My trusty backpack had come apart at the seams soon after I arrived in the city. I didn’t think of it again until my last day, when I set out under leaden skies in search of a suitable replacement. All morning, I trudged through the winter slush, peering into the odd bag shop, thinking a like-for-like purchase would be easy enough to find. By late afternoon, the replacement didn’t seem all that important, so I took refuge in a small bar overlooking the Vistula, cradling a glass of unpronounceable vodka.
Having forgotten the matter of the backpack altogether, I left the bar and walked into the old town. The river outside was frozen, a vast, serpentine slab of ice that distended right through the heart of the medieval city. The streets behind it were silent, muffled by the heavy snowfall. It was there, in that beautiful but melancholy quarter, where history hangs so pungently in the air, that I first spotted it.
For the life of me, I cannot remember the name of the store; in fact, on first impressions, it did not look like a store at all, just an old, shambling wreck, whose glory days had long since passed. It wasn’t until I saw the set of briefcases, nicely arranged, side-by-side, in the shop window that I understood what was inside.
The man who greeted me from behind the counter was stooped and spindly, and obviously surprised to see a customer. He intuited immediately that I was foreign and addressed me in broken English as I explained my pathetic attempts to find a replacement for my backpack.
“You won’t find one of those in here,” he said dryly, guiding me instead to an assortment of vintage leather cases at the back of the shop.

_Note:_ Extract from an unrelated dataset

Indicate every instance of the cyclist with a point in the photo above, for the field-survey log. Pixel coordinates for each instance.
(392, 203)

Certainly none were suitable for my purposes, but there was no denying their sense of old world charm, dignity and panache. The next morning I departed Poland with one backpack held together by shoelaces and masking tape and a brand new leather briefcase, clutched firmly in hand. For almost a year I carried my Krakow briefcase to and from the office until a longer commute and a new work laptop forced its retirement. It was, primarily, a paper-going vessel, crafted for an analog age, now entirely impractical for the bulky demands of the contemporary world.
Back in the 1990s, my dad carried a black briefcase for work. It was plain and rigid and did not look at all practical. Still, I remember being impressed by its golden latches and multi-dial combination lock, which lent it a cool but deceptive air of sophistication; something very important must be inside here, I often thought, imagining what kind of top secret documents it might contain. Then, at some point, it disappeared and was replaced, first, by a frumpy laptop bag and then, years later, by the all too ubiquitous mini backpack.
Nowadays, you rarely see a proper leather briefcase on a train or bus; take a stroll down Collins Street or Martin Place during peak hour, and you’ll be hard pressed to count them on the fingers of one hand.
My briefcase, meanwhile, sits quietly in the corner of my study, slowly gathering dust. It deserves an outing some day soon, I know. But for the moment it remains a pleasant anachronism, just waiting for the reveries of the past to bring it back to life.
A little over a decade ago, I bought a smart, snap-lock briefcase in a rundown luggage store at the edge of Krakow’s old town. It was a smooth, slimline piece of craftsmanship, leather brown, nicely patterned and topped with a simple handle and buckle that glinted in the sun. It was scuffed at the base and frayed at the edges, but its imperfections made it all the more desirable. It belonged to a different world.